The cumulative net outflow was down from the $6.424 billion seen during the March 15 week, the largest cumulative net outflow level seen for the year so far.

Before the recent headlong plunge into negative territory the flows had shown a relatively strong start to the year.

Cumulative fund-flow estimates may be revised upward or downward or they may be rounded off and could include unannounced revisions and adjustments to figures from prior weeks.

EPFR sees sizable inflow

Another fund-tracking service, Cambridge, Mass.-based EPFR Global, meanwhile saw a net inflow during the week of over $3 billion, according to market source.

It was the first inflow the service had seen after four consecutive weekly net outflows, including a cash loss last week “in the vicinity” of the outflow that AMG/Lipper had reported, the market source said.

During the March 22 week, EPFR had seen an outflow of $1.385 billion, even as AMG/Lipper was recording an inflow after three straight weeks of outflows.

EPFR’s methodology differs from AMG/Lipper’s, as its fund universe includes many mutual funds and ETFs domiciled outside the United States, such as strictly European junk funds and broader global funds, versus AMG/Lipper’s solely domestic orientation.

Because of that difference, while the two services’ respective weekly results usually point pretty much in the same direction, as has been the case both this week and last week, their actual numbers may sometimes vary widely. Occasionally, the two companies’ numbers may even diverge completely, as happened two weeks ago, with one service reporting an inflow while the other sees an outflow.

Taking those differences into account, EPFR has now seen nine inflows so far this year and five outflows, versus AMG/Lipper’s eight cash gains and six cash losses.

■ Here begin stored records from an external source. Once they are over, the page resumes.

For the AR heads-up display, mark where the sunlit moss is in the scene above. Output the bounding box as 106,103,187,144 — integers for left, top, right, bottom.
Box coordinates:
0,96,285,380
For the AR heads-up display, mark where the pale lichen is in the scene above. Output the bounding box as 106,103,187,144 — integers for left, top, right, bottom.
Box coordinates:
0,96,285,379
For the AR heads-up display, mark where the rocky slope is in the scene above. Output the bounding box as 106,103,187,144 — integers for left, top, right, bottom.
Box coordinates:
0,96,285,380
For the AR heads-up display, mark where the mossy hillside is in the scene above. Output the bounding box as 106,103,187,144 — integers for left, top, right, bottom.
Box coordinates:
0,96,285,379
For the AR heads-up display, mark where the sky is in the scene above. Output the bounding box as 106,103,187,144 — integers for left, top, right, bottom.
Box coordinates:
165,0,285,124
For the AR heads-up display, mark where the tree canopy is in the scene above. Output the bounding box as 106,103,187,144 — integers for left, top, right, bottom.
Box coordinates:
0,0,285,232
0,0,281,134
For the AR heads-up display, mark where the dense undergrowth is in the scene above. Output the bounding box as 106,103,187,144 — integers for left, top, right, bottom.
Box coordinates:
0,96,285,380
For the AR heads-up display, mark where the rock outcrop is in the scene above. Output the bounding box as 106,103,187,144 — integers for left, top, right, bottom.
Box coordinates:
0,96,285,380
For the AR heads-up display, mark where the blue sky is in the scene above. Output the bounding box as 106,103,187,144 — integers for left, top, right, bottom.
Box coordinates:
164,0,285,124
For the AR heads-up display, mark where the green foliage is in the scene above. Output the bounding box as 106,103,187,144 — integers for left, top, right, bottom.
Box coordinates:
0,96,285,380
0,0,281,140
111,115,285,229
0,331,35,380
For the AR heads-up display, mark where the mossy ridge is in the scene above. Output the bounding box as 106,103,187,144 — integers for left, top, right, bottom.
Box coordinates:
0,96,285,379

IG corporates’ rise rolls on

Looking at fund flows for other asset classes during the week, investment-grade corporate funds posted their 16th consecutive gain overall and their 14th straight inflow this year, with no outflows yet recorded for 2017.

The Lipper data indicated that the funds saw net inflows of $2.706 billion during the reporting week ended Wednesday.

That follows the $3.966 billion inflow recorded last week, which – while sizable – was still clearly well down from the $5.239 billion cash addition recorded during the March 22 week – the biggest inflow of the year so far and one of the biggest such numbers ever, surpassing the $4.932 billion inflow during the week ended Feb. 8.

That March 22 cash addition was not only the biggest inflow this year but was the largest gain the corporate funds have seen in more than two years.

The latest inflow brought the year-to-date surge so far up to $41.797 billion this week – the peak 2017 cumulative inflow level so far, versus $39.091 billion last week, the previous high point.